31009 Harvesting the Twitter Firehose for Measurement and Evaluation: A Content Analysis of Tweets From the Cdc's Tips From Former Smokers Campaign

Glen Szczypka, MA1, Sherry Emery Emery, MBA, PhD2 and Eman Aly, MSW2, 1Institute for Health Research and Policy, University of Illinois, Chicago, IL, 2Institute for Health Research and Policy, University of Illinois at Chicago, Chicago, IL

Theoretical Background and research questions/hypothesis:  The use of social media has grown exponentially over the last several years.  In fact, most television programs and televised advertising have a social media component, designed to expand reach and engagement with the audience.  To date, the tobacco control community has relied on traditional media—paid television, radio, billboard and print media advertising--to promote their messages.  On March 19, 2012, the Centers for Disease Control and Prevention (CDC) launched “Tips from Former Smokers.”  This campaign was the CDC’s largest anti-smoking campaign ever and it’s first national advertising effort.  The campaign was reported to last four months and consisted of both traditional and social media, including a website, Facebook page, YouTube channel, and a Twitter handle and hashtag.   This presentation will measure and evaluate a key social media component of the campaign—its Twitter reach and impact.  The social media goals of the “Tips from Former Smokers” campaign were to engage social media users, motivate them to become ambassadors for key campaign messages, encourage smokers to quit, and prevent youth from smoking in the first place.  The CDC created a Twitter user handle @CDCTobaccoFree and created a hashtag #CDCTips to tweet current data, articles, research and campaign resources.    The digital curation and content analysis of twitter data provides a useful tool for measuring online public engagement, audience sentiment, and campaign discourse. 

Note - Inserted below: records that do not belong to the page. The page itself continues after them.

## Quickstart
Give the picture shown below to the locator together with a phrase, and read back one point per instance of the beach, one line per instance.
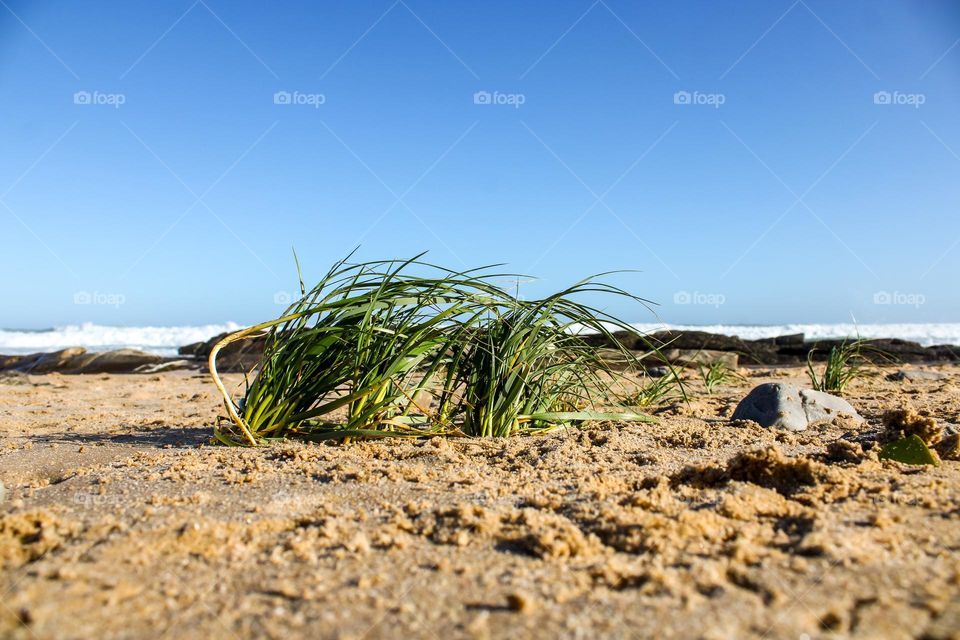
(120, 519)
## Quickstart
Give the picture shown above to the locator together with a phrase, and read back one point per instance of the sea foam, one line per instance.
(165, 340)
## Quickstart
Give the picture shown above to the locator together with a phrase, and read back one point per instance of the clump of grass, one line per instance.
(407, 348)
(658, 391)
(845, 363)
(716, 374)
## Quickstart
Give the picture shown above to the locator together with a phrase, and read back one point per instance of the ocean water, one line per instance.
(165, 340)
(160, 340)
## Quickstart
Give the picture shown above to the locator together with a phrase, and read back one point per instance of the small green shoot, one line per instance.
(909, 450)
(844, 365)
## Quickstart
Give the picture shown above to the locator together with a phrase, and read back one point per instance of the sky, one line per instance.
(756, 162)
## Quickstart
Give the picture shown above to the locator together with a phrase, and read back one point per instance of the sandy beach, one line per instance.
(121, 520)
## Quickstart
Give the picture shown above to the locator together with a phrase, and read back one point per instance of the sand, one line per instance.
(120, 520)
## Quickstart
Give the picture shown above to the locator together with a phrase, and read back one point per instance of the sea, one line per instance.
(165, 340)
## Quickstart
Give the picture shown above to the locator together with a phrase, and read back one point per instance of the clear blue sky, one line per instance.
(798, 199)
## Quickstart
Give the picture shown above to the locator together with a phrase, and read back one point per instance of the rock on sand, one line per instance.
(787, 406)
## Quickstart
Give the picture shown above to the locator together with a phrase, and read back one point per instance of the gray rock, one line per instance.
(169, 365)
(116, 361)
(786, 406)
(912, 374)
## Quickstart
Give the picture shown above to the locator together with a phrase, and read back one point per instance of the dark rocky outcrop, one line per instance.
(238, 356)
(682, 348)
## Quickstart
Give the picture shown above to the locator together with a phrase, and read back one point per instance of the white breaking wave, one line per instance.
(160, 340)
(165, 340)
(926, 334)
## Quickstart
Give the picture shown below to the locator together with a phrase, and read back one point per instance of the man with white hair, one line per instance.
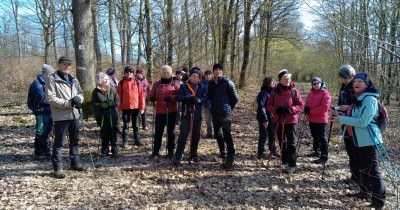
(37, 102)
(65, 96)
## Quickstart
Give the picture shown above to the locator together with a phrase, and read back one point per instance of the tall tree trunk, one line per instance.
(140, 36)
(189, 34)
(149, 37)
(84, 52)
(15, 7)
(170, 35)
(246, 42)
(54, 29)
(96, 42)
(111, 28)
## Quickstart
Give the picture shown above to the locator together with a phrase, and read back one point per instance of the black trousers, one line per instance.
(287, 141)
(183, 136)
(370, 176)
(161, 123)
(320, 142)
(60, 129)
(269, 132)
(127, 116)
(108, 132)
(224, 138)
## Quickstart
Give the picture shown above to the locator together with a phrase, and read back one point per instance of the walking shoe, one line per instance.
(59, 174)
(290, 170)
(320, 161)
(77, 167)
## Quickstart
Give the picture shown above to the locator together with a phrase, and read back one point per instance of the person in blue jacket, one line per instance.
(192, 94)
(37, 102)
(360, 121)
(265, 123)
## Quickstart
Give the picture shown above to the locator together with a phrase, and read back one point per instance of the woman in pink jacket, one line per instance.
(285, 104)
(317, 111)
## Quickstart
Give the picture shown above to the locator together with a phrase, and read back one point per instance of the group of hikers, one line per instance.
(182, 99)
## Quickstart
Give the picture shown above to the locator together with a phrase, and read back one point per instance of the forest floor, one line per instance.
(132, 181)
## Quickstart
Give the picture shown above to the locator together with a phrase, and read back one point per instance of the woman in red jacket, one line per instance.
(317, 110)
(285, 104)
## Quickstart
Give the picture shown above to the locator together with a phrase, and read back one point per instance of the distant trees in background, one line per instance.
(252, 38)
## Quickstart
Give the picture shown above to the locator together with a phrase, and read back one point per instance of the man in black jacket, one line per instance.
(223, 98)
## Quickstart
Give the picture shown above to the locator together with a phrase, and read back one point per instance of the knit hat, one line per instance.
(65, 61)
(110, 71)
(139, 71)
(281, 73)
(316, 79)
(46, 69)
(346, 71)
(195, 70)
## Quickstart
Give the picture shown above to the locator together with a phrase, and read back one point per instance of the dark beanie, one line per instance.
(281, 73)
(195, 70)
(218, 66)
(64, 60)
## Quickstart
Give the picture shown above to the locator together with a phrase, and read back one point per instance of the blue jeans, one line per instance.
(60, 128)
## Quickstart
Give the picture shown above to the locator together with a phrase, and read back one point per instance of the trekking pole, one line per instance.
(191, 133)
(329, 139)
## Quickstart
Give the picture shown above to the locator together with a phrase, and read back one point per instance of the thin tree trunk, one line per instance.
(84, 52)
(140, 38)
(189, 34)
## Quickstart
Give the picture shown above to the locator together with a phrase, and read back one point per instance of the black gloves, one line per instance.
(167, 99)
(196, 100)
(283, 110)
(307, 110)
(76, 102)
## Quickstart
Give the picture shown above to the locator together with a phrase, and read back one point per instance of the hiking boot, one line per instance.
(59, 174)
(77, 167)
(290, 170)
(320, 160)
(195, 159)
(314, 154)
(137, 143)
(176, 162)
(261, 156)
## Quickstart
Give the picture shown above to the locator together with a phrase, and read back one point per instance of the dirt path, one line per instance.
(133, 182)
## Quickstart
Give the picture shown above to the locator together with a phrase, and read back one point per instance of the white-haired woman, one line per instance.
(105, 100)
(164, 94)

Methods:  Since its inception in 2006, Twitter has grown to be the largest social media network in the United States. Besides the text of the tweet, other metadata is digitally imprinted with each individual tweet.  These include hashtags, mentions, retweets, user names, user twitter page, internet device, internet links, and geo-locations.  This presentation will report the results of a study of all tweets and metadata associated with the Twitter handle @CDCTobaccoFree, the hashtag  #cdctips, and all smoking related keywords during the four month campaign.  Researchers have contracted an outside data provider to obtain access to Twitter’s complete datastream, called the Firehose.  In contrast to the publicly available stream, which provides a 1% sample of tweets, the Firehose provides real time search access to 100% of all tweets and metadata on Twitter.  We will report on the overall reach and audience engagement of the campaign through an analysis of unique users reached, number of retweets, and mentions.    This information will not only track the engagement of individual users but also measure the engagement of state tobacco control programs in the campaign.  A sentiment analysis will be conducted on tweets to gauge the emotional valence of the campaign and individual television ads.  Finally, using keywords for quitting and uptake, the numbers of twitter users that express interest in quitting or prevention will be reported.

Results: Monitoring of tweets and metadata began on March 18th.

Conclusions:  Reach and impact of the campaign will be reported through the following social media metrics: public engagement, audience sentiment, and campaign discourse.

Implications for research and/or practice:  The analysis of social media data has become an essential tool in the evaluation of health media campaigns.